The system electronics (not shown) first filters the signal to improve overall noise immunity. Next, the filtered signal is sent to a positive / negative pulse detector and converted into a digital pulse for further processing. The digital pulses are sent to a time domain repetition qualifier. The time domain repetition qualifier checks if at least two pulses have been received within two seconds. When two or more pulses are received, the hardware latch is cleared, and the high voltage source that supplies power to the printhead deflector is shut off. The latch is set or reset by software. If any abnormalities occur during normal operation, the operator must confirm the abnormalities before returning the high voltage source to the active state, preferably by physically operating a switch.

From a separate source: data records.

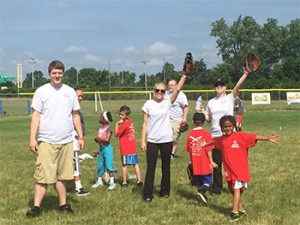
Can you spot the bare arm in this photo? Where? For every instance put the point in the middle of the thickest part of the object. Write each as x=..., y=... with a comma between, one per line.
x=236, y=88
x=78, y=128
x=178, y=88
x=144, y=132
x=185, y=112
x=34, y=124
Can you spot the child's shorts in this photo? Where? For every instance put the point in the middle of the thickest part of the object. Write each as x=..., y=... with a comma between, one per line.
x=236, y=184
x=200, y=180
x=129, y=159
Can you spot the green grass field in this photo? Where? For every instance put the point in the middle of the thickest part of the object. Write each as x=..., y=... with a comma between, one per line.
x=271, y=198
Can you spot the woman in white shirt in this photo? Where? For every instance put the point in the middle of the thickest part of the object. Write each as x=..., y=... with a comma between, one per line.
x=157, y=128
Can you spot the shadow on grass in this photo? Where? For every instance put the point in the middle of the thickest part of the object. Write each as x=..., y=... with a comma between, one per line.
x=191, y=196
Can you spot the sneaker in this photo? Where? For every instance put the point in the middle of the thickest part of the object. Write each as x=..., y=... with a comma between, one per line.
x=97, y=184
x=66, y=208
x=148, y=200
x=243, y=213
x=202, y=197
x=111, y=186
x=124, y=184
x=234, y=216
x=82, y=192
x=33, y=212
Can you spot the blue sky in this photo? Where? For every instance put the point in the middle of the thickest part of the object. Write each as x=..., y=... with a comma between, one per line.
x=92, y=33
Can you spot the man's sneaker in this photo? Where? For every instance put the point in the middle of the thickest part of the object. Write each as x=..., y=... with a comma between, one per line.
x=66, y=208
x=33, y=212
x=82, y=192
x=97, y=184
x=234, y=216
x=202, y=197
x=124, y=184
x=243, y=213
x=111, y=186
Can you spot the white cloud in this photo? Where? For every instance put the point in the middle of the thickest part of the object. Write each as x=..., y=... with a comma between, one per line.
x=92, y=58
x=75, y=49
x=159, y=48
x=130, y=50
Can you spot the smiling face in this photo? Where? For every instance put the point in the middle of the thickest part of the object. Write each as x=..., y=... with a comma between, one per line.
x=56, y=77
x=159, y=92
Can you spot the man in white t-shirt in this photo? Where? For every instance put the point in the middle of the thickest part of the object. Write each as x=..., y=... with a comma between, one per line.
x=178, y=113
x=54, y=116
x=221, y=105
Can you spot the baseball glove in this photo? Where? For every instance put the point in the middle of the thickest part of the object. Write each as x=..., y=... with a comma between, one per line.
x=188, y=66
x=251, y=62
x=183, y=126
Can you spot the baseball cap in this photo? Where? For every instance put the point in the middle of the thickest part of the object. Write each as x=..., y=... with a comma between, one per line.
x=199, y=117
x=219, y=82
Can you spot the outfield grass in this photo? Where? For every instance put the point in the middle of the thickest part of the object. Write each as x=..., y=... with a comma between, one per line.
x=272, y=196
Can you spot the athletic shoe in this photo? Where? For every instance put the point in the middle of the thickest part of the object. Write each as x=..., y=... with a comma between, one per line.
x=243, y=213
x=82, y=192
x=97, y=184
x=202, y=197
x=33, y=212
x=124, y=184
x=111, y=186
x=234, y=216
x=66, y=208
x=148, y=200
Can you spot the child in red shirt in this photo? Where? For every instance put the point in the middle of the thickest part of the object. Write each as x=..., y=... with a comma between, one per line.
x=234, y=147
x=125, y=131
x=200, y=157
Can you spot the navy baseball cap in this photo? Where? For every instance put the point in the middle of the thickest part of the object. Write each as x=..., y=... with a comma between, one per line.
x=219, y=82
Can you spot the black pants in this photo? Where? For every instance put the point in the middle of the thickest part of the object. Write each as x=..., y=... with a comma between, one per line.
x=151, y=155
x=217, y=184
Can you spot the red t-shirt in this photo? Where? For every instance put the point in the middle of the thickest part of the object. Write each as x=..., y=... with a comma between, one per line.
x=127, y=138
x=198, y=156
x=235, y=154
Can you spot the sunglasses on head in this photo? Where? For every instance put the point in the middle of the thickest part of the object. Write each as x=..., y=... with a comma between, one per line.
x=160, y=90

If this does not solve the problem, the operator must investigate the cause and clean the deflector manually.

The flashover detector according to the present invention is not limited to the above-described embodiment, and various modifications and improvements can be made within the scope described in the claims. For example, the negative electrode wire 11 and the detection wire 22 may be connected by exchanging the positive electrode wire 16 and the negative electrode wire 11.

[0024]

According to the flashover detector of the present invention, it is possible to provide a flashover detector which has a simple structure and can detect a collapse in an ink drop deflection electric field which can be manufactured at a low cost.

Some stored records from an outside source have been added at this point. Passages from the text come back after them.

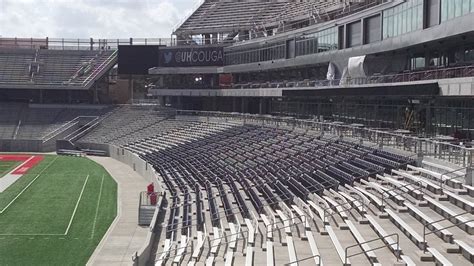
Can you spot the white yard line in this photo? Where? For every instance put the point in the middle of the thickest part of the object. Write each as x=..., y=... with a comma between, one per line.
x=77, y=205
x=31, y=234
x=29, y=184
x=97, y=208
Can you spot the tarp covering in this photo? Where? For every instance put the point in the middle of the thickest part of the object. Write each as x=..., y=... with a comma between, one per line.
x=356, y=67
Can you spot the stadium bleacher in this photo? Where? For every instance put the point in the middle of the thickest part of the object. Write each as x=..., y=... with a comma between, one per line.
x=23, y=122
x=214, y=16
x=53, y=68
x=246, y=194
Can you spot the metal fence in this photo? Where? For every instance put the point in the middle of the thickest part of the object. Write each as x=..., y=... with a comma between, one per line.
x=455, y=154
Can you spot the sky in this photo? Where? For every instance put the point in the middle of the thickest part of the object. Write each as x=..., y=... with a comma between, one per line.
x=92, y=18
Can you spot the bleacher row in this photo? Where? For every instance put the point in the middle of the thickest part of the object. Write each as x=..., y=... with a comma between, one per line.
x=19, y=121
x=223, y=14
x=253, y=195
x=50, y=67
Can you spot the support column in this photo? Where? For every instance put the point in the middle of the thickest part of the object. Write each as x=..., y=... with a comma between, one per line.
x=243, y=106
x=179, y=102
x=214, y=103
x=41, y=96
x=214, y=38
x=234, y=104
x=161, y=100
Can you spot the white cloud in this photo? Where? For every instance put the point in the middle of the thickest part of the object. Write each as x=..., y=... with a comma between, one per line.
x=91, y=18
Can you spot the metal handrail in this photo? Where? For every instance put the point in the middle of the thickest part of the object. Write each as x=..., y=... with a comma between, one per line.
x=401, y=192
x=442, y=182
x=305, y=259
x=326, y=210
x=426, y=225
x=396, y=252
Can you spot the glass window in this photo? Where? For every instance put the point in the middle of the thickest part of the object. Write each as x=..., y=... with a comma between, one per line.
x=458, y=8
x=465, y=7
x=444, y=10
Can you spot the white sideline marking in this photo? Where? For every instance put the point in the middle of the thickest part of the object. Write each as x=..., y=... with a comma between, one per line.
x=77, y=205
x=31, y=234
x=97, y=209
x=24, y=189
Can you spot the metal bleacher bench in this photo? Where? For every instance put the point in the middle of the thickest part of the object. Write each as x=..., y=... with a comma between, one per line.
x=70, y=152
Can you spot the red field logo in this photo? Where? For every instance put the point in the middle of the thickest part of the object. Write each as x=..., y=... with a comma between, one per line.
x=28, y=162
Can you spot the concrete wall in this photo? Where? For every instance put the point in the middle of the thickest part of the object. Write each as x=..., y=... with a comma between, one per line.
x=127, y=157
x=15, y=145
x=144, y=169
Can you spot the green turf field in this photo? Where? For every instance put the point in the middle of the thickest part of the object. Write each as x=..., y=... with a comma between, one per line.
x=6, y=167
x=57, y=213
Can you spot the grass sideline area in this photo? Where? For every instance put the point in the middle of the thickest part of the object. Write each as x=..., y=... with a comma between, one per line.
x=57, y=213
x=6, y=167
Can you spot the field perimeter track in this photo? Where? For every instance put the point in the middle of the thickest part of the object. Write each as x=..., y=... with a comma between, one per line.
x=124, y=237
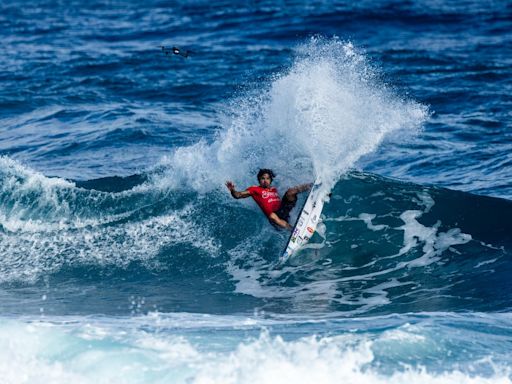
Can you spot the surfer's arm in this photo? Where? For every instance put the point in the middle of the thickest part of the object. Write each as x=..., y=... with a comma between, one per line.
x=277, y=220
x=236, y=194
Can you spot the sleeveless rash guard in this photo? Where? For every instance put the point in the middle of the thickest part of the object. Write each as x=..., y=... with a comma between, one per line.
x=266, y=198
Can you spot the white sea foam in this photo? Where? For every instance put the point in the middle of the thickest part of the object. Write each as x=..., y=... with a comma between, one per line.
x=134, y=351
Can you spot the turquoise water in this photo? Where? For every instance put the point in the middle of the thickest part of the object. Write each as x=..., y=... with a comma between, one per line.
x=125, y=260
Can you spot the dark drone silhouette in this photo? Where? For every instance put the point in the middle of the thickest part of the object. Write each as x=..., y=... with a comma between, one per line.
x=175, y=51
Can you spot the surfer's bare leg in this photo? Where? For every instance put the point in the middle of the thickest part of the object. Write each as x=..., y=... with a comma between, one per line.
x=291, y=194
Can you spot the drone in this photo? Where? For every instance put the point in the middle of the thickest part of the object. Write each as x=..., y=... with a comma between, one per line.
x=175, y=51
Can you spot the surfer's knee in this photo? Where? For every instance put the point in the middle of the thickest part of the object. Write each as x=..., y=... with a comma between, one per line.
x=291, y=194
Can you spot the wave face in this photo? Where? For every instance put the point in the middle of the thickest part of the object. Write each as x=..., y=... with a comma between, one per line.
x=124, y=259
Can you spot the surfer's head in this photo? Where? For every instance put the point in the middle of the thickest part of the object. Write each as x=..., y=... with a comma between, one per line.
x=265, y=177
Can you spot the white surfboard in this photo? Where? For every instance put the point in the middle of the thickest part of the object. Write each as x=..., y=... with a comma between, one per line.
x=306, y=223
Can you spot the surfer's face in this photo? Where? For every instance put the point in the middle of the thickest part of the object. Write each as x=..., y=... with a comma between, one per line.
x=265, y=180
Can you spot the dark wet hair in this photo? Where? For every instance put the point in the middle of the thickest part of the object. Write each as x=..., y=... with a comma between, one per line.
x=268, y=172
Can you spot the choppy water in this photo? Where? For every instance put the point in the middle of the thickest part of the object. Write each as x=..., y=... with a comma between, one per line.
x=123, y=257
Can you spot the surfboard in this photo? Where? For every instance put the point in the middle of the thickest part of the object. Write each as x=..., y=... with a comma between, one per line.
x=307, y=221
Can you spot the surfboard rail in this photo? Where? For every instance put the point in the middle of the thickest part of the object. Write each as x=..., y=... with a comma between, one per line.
x=306, y=223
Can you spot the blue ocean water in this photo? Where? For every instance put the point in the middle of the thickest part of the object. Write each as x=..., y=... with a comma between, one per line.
x=125, y=260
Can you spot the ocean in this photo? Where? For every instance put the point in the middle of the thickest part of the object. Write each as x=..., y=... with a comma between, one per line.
x=123, y=257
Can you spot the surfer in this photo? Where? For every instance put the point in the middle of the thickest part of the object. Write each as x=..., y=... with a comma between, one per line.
x=267, y=197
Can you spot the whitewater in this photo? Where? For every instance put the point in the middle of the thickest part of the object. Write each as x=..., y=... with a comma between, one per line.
x=125, y=260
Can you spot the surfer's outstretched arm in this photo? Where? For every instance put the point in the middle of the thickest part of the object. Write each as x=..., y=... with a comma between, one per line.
x=278, y=221
x=236, y=194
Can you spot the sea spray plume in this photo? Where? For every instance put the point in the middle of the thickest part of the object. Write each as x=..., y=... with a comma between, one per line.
x=317, y=119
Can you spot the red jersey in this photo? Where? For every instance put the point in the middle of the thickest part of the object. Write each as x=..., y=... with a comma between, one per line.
x=266, y=198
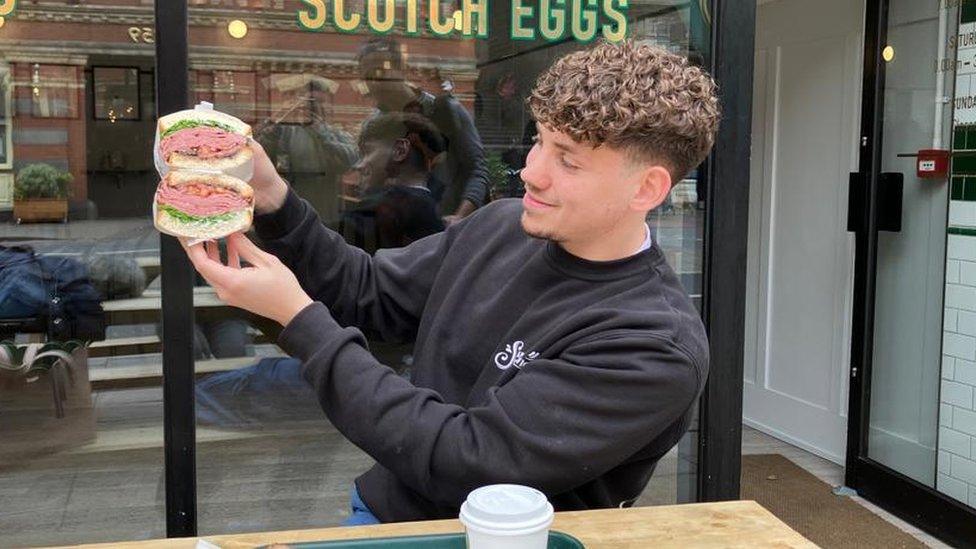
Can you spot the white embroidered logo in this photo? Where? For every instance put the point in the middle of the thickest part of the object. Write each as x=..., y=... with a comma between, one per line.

[Brief description of the drawings]

FIG. 1 shows a first example of a flashover detector according to the present invention.
FIG.

FIG. 2 shows a second embodiment of a flashover detector according to the invention.
FIG.

[Explanation of symbols]

 REFERENCE SIGNS LIST 10 flashover detector 11 negative electrode wire 12 resistor 13, 14 heat-shrinkable sleeve 15 connection terminal 16 positive electrode wire 17 resistor 18, 19 heat-shrinkable sleeve 20 connection terminal 21 brass tube (detection element) 22 detection wire 23 third sleeve 24 outer sleeve

Claims (6)

[Claims] A positive electrode deflection plate having a positive electrode power supply conductor;
A flashover detector for a continuous type inkjet printer, comprising: a negative electrode deflection plate having a negative power supply conductor; and a ground terminal, wherein the positive power supply conductor and the negative power supply conductor are capacitively coupled. A detection element coupled to one of the positive power supply conductor and the negative power supply conductor for detecting flashover between one of the conductors and one of the ground terminal and the other conductor; A flashover detector, comprising: 2. The flashover detector according to claim 1, wherein said detecting element is formed of a brass tube. 3. The flashover detector according to claim 1, wherein the positive power supply conductor and the negative power supply conductor are heat-shrinked. 4. The flashover detector according to claim 1, further comprising a system electronic device connected to the sensing element by a sensing conductor. 5. The system electronics comprises at least one signal filter, a positive / negative pulse detector, a time domain repetition qualifier, a hardware latch, and a high voltage supply. The flashover detector according to claim 4, wherein 6. The flashover detector according to claim 1, wherein a terminal is provided at at least one end of one of the positive power supply conductor and the negative power supply conductor.